Mato-TV, passarinho-TV, gato-TV; horta, silêncio, prosa, maré...
Depois de um passeio pelo abismo, me alimentar.
tormenta pouca. nem atormenta, marujo.
quem é das minhas, respira lá no fundo.
tentei um ménage
ele, eu,
liberdade
Só imagino se caminhadas mansas para lugar nenhum pudessem ser consideradas perda de tempo.

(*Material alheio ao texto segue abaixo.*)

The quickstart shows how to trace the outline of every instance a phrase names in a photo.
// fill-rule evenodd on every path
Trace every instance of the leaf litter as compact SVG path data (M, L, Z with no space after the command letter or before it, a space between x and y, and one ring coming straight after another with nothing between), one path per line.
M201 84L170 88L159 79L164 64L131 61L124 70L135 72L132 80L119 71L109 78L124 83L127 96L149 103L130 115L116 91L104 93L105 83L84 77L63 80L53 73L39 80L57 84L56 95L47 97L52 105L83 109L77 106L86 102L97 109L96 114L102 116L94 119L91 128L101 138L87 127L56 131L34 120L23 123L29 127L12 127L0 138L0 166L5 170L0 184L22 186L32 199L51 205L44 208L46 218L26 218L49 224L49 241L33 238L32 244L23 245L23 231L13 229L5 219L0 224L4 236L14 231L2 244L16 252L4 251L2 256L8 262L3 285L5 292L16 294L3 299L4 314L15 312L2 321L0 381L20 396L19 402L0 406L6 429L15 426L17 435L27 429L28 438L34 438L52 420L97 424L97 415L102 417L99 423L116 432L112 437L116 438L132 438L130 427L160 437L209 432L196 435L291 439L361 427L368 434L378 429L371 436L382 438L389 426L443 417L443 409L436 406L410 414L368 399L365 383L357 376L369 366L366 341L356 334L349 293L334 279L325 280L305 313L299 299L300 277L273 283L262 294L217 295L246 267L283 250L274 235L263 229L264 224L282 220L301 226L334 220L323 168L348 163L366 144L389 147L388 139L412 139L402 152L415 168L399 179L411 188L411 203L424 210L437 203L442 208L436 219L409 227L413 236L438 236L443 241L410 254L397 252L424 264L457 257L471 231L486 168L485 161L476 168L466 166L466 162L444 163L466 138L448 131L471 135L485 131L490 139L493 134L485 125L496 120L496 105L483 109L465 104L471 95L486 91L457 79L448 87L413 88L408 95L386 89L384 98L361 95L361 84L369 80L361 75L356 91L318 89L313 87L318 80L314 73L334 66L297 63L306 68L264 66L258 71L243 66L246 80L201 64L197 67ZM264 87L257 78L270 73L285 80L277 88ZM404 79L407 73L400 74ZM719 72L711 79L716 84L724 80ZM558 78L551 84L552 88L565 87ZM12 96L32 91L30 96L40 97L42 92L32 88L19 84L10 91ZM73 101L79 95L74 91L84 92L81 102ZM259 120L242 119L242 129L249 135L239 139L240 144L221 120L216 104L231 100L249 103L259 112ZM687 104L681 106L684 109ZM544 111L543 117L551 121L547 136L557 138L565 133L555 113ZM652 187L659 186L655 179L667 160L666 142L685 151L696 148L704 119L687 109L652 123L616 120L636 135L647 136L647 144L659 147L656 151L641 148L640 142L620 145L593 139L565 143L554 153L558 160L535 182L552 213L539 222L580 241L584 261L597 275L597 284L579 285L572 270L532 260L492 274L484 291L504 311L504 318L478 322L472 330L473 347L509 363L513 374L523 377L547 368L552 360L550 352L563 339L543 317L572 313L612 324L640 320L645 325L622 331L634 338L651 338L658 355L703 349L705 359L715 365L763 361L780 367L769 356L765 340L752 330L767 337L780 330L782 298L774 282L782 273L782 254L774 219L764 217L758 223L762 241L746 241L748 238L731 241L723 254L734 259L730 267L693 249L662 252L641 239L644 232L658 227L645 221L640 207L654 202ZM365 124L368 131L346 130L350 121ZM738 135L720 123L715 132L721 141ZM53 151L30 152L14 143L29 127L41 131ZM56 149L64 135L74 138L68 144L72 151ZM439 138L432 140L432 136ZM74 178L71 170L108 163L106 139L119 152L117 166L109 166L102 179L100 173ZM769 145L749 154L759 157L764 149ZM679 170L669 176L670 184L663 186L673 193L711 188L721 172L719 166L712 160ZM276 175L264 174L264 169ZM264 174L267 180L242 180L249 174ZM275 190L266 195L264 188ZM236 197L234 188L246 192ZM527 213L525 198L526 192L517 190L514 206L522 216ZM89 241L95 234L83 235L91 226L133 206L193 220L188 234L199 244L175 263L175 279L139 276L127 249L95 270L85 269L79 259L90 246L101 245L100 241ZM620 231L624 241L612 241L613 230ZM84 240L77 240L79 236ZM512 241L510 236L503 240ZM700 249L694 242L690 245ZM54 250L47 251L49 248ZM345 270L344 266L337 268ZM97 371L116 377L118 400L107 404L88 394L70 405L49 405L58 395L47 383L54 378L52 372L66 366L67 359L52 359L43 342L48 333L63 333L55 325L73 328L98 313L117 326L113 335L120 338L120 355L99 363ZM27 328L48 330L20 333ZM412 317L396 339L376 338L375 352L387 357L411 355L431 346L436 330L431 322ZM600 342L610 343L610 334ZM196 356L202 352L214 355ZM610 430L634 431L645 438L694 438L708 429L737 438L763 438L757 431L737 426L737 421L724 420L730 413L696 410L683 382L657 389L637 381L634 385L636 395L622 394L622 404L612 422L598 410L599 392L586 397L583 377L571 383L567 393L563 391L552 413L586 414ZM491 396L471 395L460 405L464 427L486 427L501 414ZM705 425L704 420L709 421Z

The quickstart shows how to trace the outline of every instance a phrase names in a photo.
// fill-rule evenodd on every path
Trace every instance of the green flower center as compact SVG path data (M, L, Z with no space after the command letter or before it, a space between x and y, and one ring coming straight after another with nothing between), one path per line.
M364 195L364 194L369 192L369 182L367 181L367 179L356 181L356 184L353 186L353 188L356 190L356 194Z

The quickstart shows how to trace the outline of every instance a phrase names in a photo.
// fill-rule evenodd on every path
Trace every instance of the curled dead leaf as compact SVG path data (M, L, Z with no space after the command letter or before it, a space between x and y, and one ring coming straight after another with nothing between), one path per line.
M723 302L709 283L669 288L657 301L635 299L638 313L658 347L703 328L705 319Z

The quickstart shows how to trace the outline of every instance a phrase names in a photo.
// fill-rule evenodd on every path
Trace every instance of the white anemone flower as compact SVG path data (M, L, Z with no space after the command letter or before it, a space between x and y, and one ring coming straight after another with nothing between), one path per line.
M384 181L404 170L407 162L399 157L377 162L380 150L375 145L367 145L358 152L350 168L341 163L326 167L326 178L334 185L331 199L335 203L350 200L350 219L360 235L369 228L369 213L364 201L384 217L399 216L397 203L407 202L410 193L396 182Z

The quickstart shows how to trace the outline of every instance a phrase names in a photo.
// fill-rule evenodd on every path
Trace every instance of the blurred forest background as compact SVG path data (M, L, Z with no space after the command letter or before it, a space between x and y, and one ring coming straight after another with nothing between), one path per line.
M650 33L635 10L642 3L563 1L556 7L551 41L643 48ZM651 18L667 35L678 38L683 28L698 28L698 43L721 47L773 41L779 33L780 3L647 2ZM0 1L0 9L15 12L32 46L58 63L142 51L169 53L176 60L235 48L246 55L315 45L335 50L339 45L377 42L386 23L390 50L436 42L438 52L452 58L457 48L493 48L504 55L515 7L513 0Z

Na possibilidade de remar para o tédio, se os azuis e verdes fossem os mesmos o tempo todo.
Penso... Nem tão só.
Equilíbrio é perceber que não é porque tudo parece ao contrário, que há tranquila satisfação em não buscar mudanças. Ou até em dar muito pouca – ou grande mesmo – contribuição para manter o avesso das coisas.
Equilibra saber que isso vale tanto para o que tem o tamanho das dores do mundo, como para o que alimenta na manhã seguinte a uma noite – uma semana, uma vida – de excessos.
Vem lucidez de onde vejo que não é egoísta a pausa para ajeitar as ideias, cuidar do único espaço exclusivo. Respirar fundo antes das trocas maiores.
E ao menos – de alma, de nós para além – tentar.